En el discurso del día a día (político, empresarial , social), tengo la sensación de que la calidez de la narrativa se impone sobre los datos, a menudo vistos como dictatoriales, arrogantes en su superioridad basada en números y hechos. El relato no deja de ser una historia, con un guion (intencionado o no) que suma la ventaja de ir dirigido a su receptor. Ojo, no a cualquiera, sino a su destinatario. Aunque éste puede ir desde una audiencia reducida hasta el rugir de una plaza de toros como ruedo político o un debate a mil voces en televisión.

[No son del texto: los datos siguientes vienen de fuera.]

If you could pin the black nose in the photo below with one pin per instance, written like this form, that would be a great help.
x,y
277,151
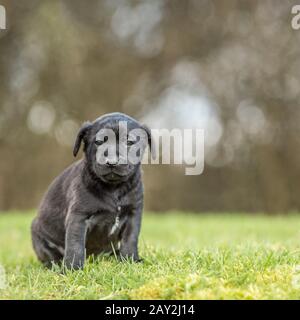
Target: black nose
x,y
111,162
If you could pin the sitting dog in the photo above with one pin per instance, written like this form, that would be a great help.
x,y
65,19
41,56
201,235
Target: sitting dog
x,y
96,204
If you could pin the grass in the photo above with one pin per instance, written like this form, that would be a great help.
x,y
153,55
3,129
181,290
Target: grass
x,y
186,256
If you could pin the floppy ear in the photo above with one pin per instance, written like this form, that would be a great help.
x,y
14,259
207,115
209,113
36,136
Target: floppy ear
x,y
151,142
81,135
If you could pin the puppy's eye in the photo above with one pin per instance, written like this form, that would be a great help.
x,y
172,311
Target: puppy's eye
x,y
98,142
130,143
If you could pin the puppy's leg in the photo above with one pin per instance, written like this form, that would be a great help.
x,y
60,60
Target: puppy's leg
x,y
45,253
129,240
75,242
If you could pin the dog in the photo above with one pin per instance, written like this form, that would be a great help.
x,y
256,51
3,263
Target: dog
x,y
96,204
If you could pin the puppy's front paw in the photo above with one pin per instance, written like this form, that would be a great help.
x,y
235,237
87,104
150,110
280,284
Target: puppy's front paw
x,y
130,258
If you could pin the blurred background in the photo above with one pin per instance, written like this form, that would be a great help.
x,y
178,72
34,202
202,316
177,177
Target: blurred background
x,y
231,67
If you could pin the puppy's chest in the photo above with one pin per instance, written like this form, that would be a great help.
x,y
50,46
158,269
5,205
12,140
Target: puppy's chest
x,y
109,221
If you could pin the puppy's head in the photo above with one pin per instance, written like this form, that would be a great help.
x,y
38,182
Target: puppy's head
x,y
114,145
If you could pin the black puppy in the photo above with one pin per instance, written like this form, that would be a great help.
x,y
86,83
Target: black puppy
x,y
94,205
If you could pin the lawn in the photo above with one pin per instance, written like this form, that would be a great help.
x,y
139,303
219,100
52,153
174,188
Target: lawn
x,y
186,256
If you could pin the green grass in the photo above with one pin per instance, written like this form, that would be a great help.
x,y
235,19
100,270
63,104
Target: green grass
x,y
185,257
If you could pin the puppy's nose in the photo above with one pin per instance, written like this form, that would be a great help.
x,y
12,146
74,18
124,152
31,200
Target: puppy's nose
x,y
111,162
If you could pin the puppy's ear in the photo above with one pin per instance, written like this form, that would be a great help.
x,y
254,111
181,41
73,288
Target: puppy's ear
x,y
151,142
81,136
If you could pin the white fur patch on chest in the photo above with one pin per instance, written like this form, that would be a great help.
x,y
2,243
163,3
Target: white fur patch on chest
x,y
115,226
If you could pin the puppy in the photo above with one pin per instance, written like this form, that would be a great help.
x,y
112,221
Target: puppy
x,y
96,204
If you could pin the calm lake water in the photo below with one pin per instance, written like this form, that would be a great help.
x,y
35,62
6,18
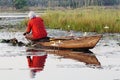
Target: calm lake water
x,y
14,65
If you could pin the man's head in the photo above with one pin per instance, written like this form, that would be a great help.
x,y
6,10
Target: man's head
x,y
31,14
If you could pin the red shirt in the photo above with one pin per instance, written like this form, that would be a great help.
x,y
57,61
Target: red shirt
x,y
36,25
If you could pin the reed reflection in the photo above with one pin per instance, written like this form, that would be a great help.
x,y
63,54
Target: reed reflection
x,y
36,62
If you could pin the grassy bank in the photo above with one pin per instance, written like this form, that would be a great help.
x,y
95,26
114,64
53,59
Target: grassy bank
x,y
93,20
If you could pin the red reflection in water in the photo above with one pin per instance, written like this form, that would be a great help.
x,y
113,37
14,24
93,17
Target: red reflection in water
x,y
36,63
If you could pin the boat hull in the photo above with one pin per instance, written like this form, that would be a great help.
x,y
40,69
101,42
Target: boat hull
x,y
86,42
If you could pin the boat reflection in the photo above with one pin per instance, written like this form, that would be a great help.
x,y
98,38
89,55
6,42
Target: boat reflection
x,y
87,57
36,62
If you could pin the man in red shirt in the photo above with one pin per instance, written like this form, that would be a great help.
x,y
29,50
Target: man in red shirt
x,y
35,29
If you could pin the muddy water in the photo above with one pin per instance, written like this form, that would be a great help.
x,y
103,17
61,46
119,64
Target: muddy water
x,y
15,65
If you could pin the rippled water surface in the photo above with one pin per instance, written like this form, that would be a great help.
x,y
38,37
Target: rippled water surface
x,y
15,65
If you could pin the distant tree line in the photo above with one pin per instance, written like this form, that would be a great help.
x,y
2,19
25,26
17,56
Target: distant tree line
x,y
18,4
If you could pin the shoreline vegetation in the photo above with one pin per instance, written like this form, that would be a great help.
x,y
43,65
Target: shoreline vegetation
x,y
98,20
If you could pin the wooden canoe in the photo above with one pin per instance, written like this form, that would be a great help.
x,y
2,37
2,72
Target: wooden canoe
x,y
86,42
87,56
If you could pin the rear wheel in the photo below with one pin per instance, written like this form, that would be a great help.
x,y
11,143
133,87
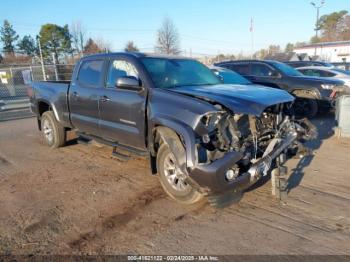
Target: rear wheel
x,y
53,132
173,180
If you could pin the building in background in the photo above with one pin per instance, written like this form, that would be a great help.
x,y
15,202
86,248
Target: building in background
x,y
333,52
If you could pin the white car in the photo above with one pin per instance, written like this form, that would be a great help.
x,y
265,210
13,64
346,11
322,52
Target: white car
x,y
320,71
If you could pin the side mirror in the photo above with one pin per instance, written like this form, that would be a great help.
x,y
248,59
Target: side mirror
x,y
128,82
275,74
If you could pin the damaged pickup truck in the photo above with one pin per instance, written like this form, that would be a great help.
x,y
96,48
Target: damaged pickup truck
x,y
203,137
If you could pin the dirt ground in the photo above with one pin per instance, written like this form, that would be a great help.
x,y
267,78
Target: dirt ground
x,y
80,200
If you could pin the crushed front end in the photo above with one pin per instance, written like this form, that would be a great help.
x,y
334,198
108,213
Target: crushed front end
x,y
235,150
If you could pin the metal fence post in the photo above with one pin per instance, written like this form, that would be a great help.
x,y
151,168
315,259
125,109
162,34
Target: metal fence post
x,y
11,84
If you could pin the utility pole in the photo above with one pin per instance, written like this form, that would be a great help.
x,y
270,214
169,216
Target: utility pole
x,y
251,29
41,57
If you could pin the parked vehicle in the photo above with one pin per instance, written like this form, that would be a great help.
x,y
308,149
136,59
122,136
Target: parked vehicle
x,y
312,93
296,64
228,76
202,137
320,71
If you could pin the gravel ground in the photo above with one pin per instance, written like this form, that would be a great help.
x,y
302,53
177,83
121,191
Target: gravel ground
x,y
80,200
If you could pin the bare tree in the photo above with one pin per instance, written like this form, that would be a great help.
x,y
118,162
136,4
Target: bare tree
x,y
103,45
168,41
78,36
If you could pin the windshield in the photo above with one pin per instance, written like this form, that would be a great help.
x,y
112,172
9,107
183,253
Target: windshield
x,y
286,69
230,77
170,73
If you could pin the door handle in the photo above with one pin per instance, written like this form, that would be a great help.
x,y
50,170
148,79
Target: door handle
x,y
104,98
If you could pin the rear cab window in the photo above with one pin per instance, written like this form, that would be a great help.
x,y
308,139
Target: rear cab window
x,y
91,73
240,68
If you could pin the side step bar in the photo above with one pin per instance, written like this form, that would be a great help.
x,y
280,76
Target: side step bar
x,y
85,139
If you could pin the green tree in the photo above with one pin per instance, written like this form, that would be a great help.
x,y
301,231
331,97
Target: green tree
x,y
330,26
27,45
131,47
55,40
91,47
8,37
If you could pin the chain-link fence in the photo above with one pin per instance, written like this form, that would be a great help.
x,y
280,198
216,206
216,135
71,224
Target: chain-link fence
x,y
14,81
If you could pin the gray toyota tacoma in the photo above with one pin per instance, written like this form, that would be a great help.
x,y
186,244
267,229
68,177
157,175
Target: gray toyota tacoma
x,y
203,138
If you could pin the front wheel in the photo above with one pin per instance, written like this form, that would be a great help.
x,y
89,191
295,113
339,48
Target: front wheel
x,y
172,179
53,132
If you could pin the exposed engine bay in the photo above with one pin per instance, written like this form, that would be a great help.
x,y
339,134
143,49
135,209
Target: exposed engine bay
x,y
255,138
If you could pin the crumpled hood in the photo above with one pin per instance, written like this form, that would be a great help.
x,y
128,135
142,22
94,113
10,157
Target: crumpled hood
x,y
246,99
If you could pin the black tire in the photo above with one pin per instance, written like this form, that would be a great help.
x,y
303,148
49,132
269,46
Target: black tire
x,y
306,105
188,195
53,132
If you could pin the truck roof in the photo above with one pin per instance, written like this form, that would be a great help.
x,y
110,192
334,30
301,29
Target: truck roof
x,y
136,54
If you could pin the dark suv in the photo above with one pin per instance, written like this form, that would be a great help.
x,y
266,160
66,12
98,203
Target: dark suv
x,y
312,93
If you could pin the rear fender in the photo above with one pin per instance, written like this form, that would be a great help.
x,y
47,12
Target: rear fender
x,y
184,134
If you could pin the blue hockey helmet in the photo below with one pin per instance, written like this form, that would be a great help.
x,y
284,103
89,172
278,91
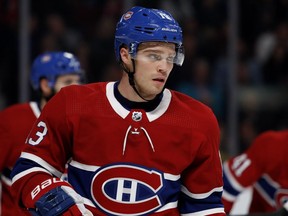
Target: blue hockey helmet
x,y
50,65
140,25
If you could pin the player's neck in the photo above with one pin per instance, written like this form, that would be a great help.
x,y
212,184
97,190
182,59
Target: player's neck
x,y
128,92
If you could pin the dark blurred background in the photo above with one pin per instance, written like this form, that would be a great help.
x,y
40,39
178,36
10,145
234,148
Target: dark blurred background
x,y
236,54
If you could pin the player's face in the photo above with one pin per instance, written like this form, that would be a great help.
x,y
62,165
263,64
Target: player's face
x,y
154,62
66,80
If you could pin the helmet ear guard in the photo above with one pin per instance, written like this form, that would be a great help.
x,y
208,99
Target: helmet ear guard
x,y
140,25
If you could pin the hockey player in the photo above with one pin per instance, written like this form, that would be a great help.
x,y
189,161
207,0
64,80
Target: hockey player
x,y
263,167
50,72
136,148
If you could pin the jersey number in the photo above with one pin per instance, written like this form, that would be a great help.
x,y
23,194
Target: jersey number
x,y
40,134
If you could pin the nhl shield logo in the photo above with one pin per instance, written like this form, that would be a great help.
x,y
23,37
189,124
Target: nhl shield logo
x,y
137,116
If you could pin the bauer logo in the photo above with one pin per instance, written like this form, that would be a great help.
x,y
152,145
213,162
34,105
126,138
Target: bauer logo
x,y
127,190
127,15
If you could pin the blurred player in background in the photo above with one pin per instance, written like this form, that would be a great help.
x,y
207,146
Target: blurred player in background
x,y
50,72
137,148
263,166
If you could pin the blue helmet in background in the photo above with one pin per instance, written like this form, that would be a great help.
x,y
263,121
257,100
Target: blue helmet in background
x,y
140,25
50,65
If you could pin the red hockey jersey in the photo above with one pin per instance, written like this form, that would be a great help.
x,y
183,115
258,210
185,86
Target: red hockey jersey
x,y
127,162
263,166
15,123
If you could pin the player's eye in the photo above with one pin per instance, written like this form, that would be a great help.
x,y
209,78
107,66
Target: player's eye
x,y
154,57
171,59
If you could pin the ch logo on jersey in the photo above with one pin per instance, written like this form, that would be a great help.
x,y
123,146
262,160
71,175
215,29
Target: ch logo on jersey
x,y
127,190
137,116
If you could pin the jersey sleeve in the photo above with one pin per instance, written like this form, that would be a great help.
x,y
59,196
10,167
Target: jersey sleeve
x,y
245,169
4,144
46,150
202,181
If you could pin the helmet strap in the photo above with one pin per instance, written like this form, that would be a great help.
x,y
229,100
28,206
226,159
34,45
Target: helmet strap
x,y
131,79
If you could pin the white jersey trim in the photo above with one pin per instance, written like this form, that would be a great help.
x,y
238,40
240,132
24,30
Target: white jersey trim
x,y
171,205
83,166
206,212
235,184
121,111
35,108
200,195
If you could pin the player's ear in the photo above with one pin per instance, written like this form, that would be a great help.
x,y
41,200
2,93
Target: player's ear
x,y
45,88
125,56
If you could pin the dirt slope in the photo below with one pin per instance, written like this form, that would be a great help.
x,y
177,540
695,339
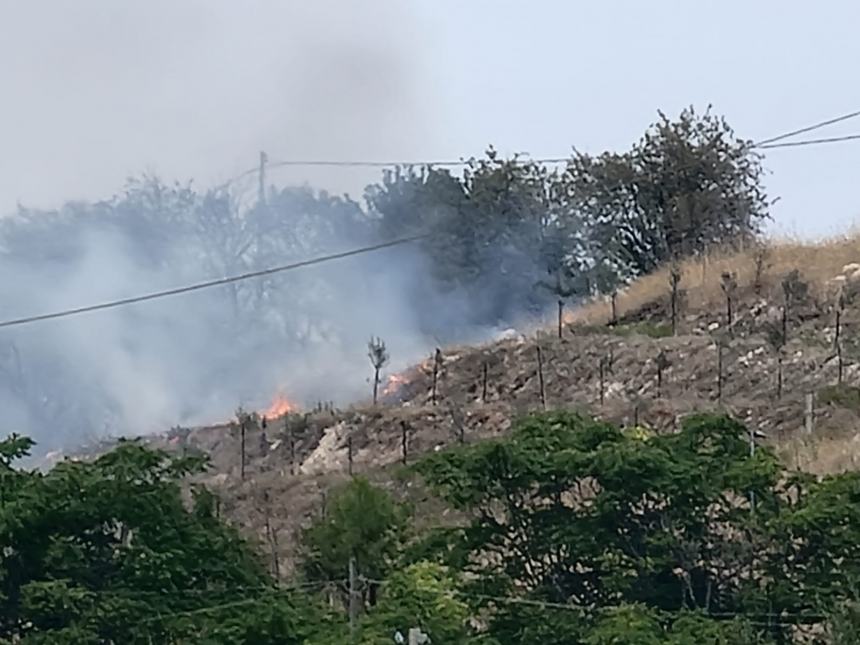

Los datos no interesan. O sólo importan cuando se muestran dóciles y manejables, susceptibles de adaptar (claro) al discurso narrativo. Si son números, fríos, corren el riesgo del desprecio inmediato, siempre en la sospecha de que otros (¿ven?) los han manipulado. Pero hasta en esto hemos llegado a límites insospechados, que hace sólo unos años desacreditarían carreras y pondrían en entredicho teorías y mensajes. Verán.

Thomas Piketty es un economista francés que recientemente escribió una obra llamada El Capital en el Siglo XXI, considerada clave para muchos y que apoya las reivindicaciones que cierta izquierda sociológica tiene como verdades de las fallas del sistema. La teoría central de Piketty es que la desigualdad es creciente en la economía moderna occidental. Lo cierto es que el libro está bien construido, abre interesantes debates y es una obra divulgativa de nivel.

Con la única pega de que la tesis que contiene es falsa. Ya el año pasado la fórmula en la que basaba sus formulaciones se demostró que contenía un error, que el propio Piketty reconoció. Este año, múltiples economistas --de todo signo-- refutaron gran parte del libro con datos en la mano. Piketty ha concedido un par de entrevistas admitiendo los errores… pero reafirmando las verdades que su obra contiene. Y manteniendo que sigue siendo muy leída.

Hace unos años una demostración así dejaría fuera de juego al autor. Pero ya no ocurre así. Nada se expande antes que un bulo. Nada colecciona más clics que la noticia ‘bomba’. A nada dedicamos más páginas que a la declaración corta, taxativa, y a ser posible altisonante. El ‘zasca’ sobre la reflexión dice mucho sobre nuestra capacidad de argumentar.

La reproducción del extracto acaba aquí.